Individuals such as Rosa Parks and Martin Luther King were crucial figures in the American Civil Rights Movement, which resulted in the implementation of the Fourteenth and Fifteenth Amendments many years after they were passed. The Civil Rights Act of 1964 banned isolation in open foundations and separation in business. As Hoffman claimed, “it broadened equivalent assurance under the law to all residents, including, startlingly, ladies” (348). The Civil Rights Act of 1965 ensured all adults the option to vote, and the Civil Rights Act of 1968 denied segregation in housing.
One of the most influential writers lived in an age of anti-colonial liberation struggle under French frontier rule. This individual, whose name is Frantz Fanon, was born on the island of Martinique. Many people may notice a comprehensive exhibit of verse, brain research, reasoning, and political hypothesis drawn in his work and its impact across the contemporary world. He distributed a unique critical position in the course of his life: “Black Skin, White Masks.” Fanon mentioned different problems of the period when he lived. Vital issues of his time, including language, gender, race and racism, religion, and several others, illustrate this the best. His thought process was shifted away from theorizing Blackness toward a broader, more formidable theory of colonialism and visions of postcolonial society due to his involvement in the Algerian revolutionary conflict.
A historical examination, “Black Skin, White Masks,” is one of the complex ways in which Blackness, as one of the identities, is compiled and discussed. In the book, Fanon is capable of interrogating complicated structures of the psychic side of Blackness. He employs psychoanalysis to describe black people’s emotions of vulnerability and powerlessness. Moreover, the perception and prospect of white people as having an underground fear of educated blacks were illustrated by Fanon.

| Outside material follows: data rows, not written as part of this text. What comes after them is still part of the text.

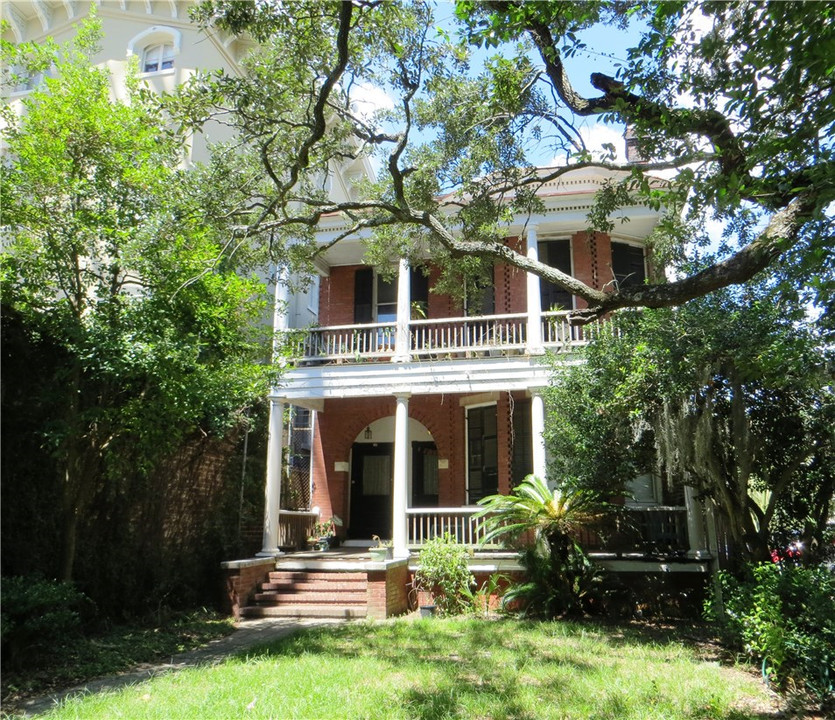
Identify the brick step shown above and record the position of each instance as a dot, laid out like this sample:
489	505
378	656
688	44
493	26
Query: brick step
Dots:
307	576
323	611
291	585
343	598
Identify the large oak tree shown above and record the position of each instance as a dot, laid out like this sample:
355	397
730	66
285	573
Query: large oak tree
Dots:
731	96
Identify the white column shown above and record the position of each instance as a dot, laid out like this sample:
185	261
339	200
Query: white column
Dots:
272	487
534	344
404	312
695	524
401	475
540	467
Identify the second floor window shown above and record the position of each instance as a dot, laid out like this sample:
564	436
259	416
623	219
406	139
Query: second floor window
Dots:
375	297
557	254
628	264
158	57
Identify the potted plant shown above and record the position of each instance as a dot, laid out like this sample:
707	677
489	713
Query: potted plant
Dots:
324	534
382	551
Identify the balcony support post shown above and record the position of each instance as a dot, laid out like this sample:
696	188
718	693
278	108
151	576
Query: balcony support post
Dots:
540	466
401	475
533	344
404	313
272	487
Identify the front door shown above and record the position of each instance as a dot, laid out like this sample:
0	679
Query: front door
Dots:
371	480
424	474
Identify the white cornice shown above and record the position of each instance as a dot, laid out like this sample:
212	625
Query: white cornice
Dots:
477	375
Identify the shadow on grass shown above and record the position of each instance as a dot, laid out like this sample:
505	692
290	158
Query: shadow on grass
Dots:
482	663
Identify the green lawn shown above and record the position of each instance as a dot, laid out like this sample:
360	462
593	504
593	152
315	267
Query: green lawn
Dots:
446	669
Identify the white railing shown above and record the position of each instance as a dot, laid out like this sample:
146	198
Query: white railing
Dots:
295	526
423	524
435	338
481	334
344	342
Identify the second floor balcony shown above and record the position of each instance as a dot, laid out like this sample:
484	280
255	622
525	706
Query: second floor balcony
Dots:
439	339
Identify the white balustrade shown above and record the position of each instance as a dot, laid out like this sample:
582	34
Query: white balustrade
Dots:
427	523
441	338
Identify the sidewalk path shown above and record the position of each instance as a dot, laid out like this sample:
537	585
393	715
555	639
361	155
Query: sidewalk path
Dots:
248	633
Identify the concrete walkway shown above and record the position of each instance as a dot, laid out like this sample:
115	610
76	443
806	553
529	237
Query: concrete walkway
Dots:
248	633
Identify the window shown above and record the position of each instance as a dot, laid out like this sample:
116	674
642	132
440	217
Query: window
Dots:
156	47
628	264
482	453
557	254
158	57
375	297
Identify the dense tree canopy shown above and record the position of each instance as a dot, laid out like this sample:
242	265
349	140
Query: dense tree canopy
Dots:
731	394
730	96
152	329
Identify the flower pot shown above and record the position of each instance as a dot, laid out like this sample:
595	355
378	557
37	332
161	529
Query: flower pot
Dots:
380	554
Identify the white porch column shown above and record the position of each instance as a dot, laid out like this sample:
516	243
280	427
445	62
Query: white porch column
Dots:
534	344
404	312
696	537
540	466
272	488
401	475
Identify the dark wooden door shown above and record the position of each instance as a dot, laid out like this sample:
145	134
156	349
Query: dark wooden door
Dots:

He mentioned that the school segregation and its horrendous influence on black children had to be dissolved. It was one of the most crucial aspects of that period when he lived because “education is really a key to being able to create economic success for lots of communities” (Jessica Kim 00:10:18-00:10:23). Additionally, black children suffered from mental trauma when they were revealed to concepts of criminal black people that eventually became established in their individual and behavioral ideas. Overall, this viewpoint was intended to keep Blacks in a subordinate position within a colonial system.
In conclusion, concepts of the collective unconscious and collective catharsis are the basis of his work. It contains brief psychoanalyses of colonized black people. Thus, this book proposes black people’s inability to fit into the social and racial norms authorized by racists who were among colonizers at that period. Additionally, Fanon’s work is deeply connected with a vast majority of revolutions which is associated with civil rights and were mentioned in the essays. He expressed his skepticism about the false pretense of a philosophy modeled after white people.
Hoffman, Elizabeth C., and Edward J. Blum. ““We Can Do Better”: The Civil Rights Revolution.” Major Problems in American History Documents and Essays. CENGAGE Learning, 2017, pp. 348-69.
“HIST 371 Civil Rights Revolutions.” YouTube, uploaded by Jessica Kim, 2021. Web.